Adolescence is marked by continuing growth in the brain's myelination, a process that wraps axons in insulating layers to speed neural signaling. Magnetic resonance imaging studies show a steady increase in white matter volume through the teen years, accompanied by regionally specific remodeling of gray matter. Evidence from Jay N. Giedd at the National Institute of Mental Health and colleagues describes these macroscopic changes as a shift toward more efficient, distributed networks that support complex cognition and self-regulation.
Patterns of change across regions and tracts
Longitudinal imaging reviewed by Tomáš Paus at The Hospital for Sick Children and University of Toronto, Arun K. Keshavan at University of Pittsburgh, and Jay N. Giedd at the National Institute of Mental Health highlights that myelination does not occur uniformly. Sensory and motor pathways mature earlier, while association fibers and the prefrontal cortex continue myelination into late adolescence and early adulthood. This posterior-to-anterior gradient means circuits underlying basic perception and coordination stabilize sooner, whereas networks for planning, impulse control, and social cognition remain plastic for longer. Microstructural diffusion studies reveal increasing coherence and density of white matter tracts during this period, which correlates with improved processing speed and executive performance.

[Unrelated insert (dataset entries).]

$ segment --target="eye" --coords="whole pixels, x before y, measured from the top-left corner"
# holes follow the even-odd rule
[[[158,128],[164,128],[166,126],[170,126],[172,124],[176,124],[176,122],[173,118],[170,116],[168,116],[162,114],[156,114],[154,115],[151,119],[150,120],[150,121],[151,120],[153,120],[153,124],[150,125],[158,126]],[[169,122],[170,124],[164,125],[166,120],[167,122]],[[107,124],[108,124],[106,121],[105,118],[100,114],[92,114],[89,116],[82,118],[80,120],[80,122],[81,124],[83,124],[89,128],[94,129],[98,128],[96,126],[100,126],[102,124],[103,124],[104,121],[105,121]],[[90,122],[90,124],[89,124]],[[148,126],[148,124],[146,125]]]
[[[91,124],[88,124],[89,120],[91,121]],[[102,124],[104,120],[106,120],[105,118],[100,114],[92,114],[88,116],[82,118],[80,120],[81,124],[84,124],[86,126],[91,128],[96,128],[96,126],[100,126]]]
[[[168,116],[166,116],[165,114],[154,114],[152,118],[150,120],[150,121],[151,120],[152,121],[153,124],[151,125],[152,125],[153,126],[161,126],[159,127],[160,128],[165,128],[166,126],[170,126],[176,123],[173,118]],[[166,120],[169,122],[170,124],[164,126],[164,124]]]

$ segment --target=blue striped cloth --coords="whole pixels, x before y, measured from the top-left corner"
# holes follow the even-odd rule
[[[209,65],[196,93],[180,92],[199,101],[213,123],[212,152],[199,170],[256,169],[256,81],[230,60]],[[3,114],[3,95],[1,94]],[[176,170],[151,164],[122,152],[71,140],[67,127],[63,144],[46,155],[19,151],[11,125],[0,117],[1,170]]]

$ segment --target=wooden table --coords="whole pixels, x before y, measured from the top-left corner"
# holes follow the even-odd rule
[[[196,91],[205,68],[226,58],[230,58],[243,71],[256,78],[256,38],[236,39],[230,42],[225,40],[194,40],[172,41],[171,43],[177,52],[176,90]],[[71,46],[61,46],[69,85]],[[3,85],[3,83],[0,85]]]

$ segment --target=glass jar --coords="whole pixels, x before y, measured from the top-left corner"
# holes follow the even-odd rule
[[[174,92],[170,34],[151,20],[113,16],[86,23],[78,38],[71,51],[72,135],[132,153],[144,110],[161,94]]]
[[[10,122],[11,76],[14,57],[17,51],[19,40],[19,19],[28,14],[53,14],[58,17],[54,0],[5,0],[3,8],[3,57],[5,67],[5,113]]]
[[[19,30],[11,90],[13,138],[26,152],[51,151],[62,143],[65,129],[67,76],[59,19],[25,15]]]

Causes: biological drivers and experience
Myelination during adolescence reflects a combination of intrinsic developmental programs and activity-dependent processes. Oligodendrocyte precursor cells proliferate and differentiate under the influence of genetic cues and circulating pubertal hormones, a mechanism discussed in the review by Paus Keshavan and Giedd. Neural activity—shaped by learning, social interaction, and skill practice—promotes local myelin formation, making myelination partly experience-dependent and thus sensitive to environmental context. Research on adversity and brain development by Katie A. McLaughlin at Harvard T.H. Chan School of Public Health indicates that early stressors can alter white matter microstructure, while stress physiology research by Bruce S. McEwen at The Rockefeller University illustrates how chronic stress hormones may affect oligodendrocyte function and myelin integrity.
Consequences for behavior and mental health follow from these developmental dynamics. Continued myelination in frontal networks supports gains in decision-making and planning, but the staggered timing across networks can create a period of mismatch: socioemotional systems may be more reactive while control systems are still maturing, which helps explain typical adolescent increases in risk-taking. Paus and colleagues connect this window of reorganization to the increased onset of many psychiatric disorders during adolescence, as altered myelination or disrupted connectivity can contribute to mood, psychotic, and addiction vulnerabilities. Culturally and territorially, differences in education, nutrition, and social stressors mean myelination trajectories will vary across populations, with potential long-term effects on cognitive opportunity and health equity.
Understanding adolescent myelination clarifies why teenagers show rapid cognitive and behavioral change and why early environments and experiences matter. Interventions that support stable, enriching environments, adequate nutrition, and stress reduction may promote healthier myelination trajectories and reduce risk during this formative period.